In its statement, the Federal Open Market Committee noted that "economic activity has been receiving considerable upward impetus from a marked swing in inventory investment."
As a consequence, most economic forecasters expect the pace of the recovery to moderate in the current quarter.
Reflecting the nascent recovery, Alan Greenspan, the Fed's chairman, told Congress last month that the central bank was unlikely to alter its monetary policy position until it saw that the economy was on a "sustained" growth path. At that time, Greenspan suggested that it would be some months before those signs were likely to emerge.

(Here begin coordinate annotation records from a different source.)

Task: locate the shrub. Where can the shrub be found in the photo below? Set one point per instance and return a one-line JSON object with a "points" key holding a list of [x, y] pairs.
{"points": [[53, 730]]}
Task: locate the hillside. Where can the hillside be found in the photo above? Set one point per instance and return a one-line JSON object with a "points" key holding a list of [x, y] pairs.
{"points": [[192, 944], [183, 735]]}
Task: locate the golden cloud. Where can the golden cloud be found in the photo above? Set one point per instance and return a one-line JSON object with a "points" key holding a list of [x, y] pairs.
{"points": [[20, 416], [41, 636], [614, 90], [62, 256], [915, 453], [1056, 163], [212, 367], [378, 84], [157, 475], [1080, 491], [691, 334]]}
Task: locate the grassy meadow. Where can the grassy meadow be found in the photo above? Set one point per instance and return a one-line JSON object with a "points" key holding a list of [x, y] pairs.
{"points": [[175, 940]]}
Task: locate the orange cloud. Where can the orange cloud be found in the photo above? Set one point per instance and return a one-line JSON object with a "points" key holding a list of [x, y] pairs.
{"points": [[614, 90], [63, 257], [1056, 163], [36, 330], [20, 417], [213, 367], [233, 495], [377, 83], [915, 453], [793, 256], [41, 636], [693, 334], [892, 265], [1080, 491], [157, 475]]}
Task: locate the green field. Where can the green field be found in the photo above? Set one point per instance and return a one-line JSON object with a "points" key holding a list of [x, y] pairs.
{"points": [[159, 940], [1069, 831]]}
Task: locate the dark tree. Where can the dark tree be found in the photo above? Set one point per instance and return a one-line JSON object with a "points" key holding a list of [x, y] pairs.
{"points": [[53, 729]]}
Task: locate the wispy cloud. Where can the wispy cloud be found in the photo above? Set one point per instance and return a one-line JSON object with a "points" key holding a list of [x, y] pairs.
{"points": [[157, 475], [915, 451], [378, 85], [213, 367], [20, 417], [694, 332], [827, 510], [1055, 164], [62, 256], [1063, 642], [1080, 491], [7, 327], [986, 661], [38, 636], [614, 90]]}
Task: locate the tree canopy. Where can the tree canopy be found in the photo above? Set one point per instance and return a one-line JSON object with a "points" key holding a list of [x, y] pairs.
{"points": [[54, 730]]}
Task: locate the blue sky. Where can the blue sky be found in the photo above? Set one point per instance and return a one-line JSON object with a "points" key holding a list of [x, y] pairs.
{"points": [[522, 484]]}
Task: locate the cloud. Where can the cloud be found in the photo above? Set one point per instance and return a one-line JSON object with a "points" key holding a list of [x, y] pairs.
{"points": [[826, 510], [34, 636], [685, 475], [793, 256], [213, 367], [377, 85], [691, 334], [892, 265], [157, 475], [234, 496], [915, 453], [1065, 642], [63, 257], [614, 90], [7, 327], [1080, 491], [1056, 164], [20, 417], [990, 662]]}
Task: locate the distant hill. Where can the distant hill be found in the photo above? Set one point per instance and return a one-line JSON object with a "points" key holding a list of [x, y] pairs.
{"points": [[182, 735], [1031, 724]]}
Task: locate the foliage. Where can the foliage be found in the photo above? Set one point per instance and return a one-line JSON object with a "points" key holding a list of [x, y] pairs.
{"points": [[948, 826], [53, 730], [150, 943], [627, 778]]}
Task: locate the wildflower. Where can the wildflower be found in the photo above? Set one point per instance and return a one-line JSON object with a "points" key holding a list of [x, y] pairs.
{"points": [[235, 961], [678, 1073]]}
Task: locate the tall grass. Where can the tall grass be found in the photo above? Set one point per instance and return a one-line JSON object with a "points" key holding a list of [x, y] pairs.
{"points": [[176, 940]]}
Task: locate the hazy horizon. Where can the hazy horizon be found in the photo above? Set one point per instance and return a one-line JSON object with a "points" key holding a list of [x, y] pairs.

The Fed noted yesterday that "the degree of the strengthening in final demand in coming quarters, an essential element in sustained economic expansion, is still uncertain." Some analysts have argued that the Fed might not need to raise interest rates even after the economy gains more stable footing, because inflationary pressures appear to be virtually nonexistent.
In the eyes of those who advocate that position, yesterday's report on productivity, which showed that output per worker rose at its highest rate in nearly 20 years during the first quarter, underscores that argument.
The Fed said the risks of sustainable economic growth and maintaining price stability are balanced "for the foreseeable future." That suggests that its current neutral stance on monetary policy will continue for some time.
The Fed cut short-term rates 11 times last year to deal with a weakening economy and the economic fallout from the terrorist attacks of Sept. 11.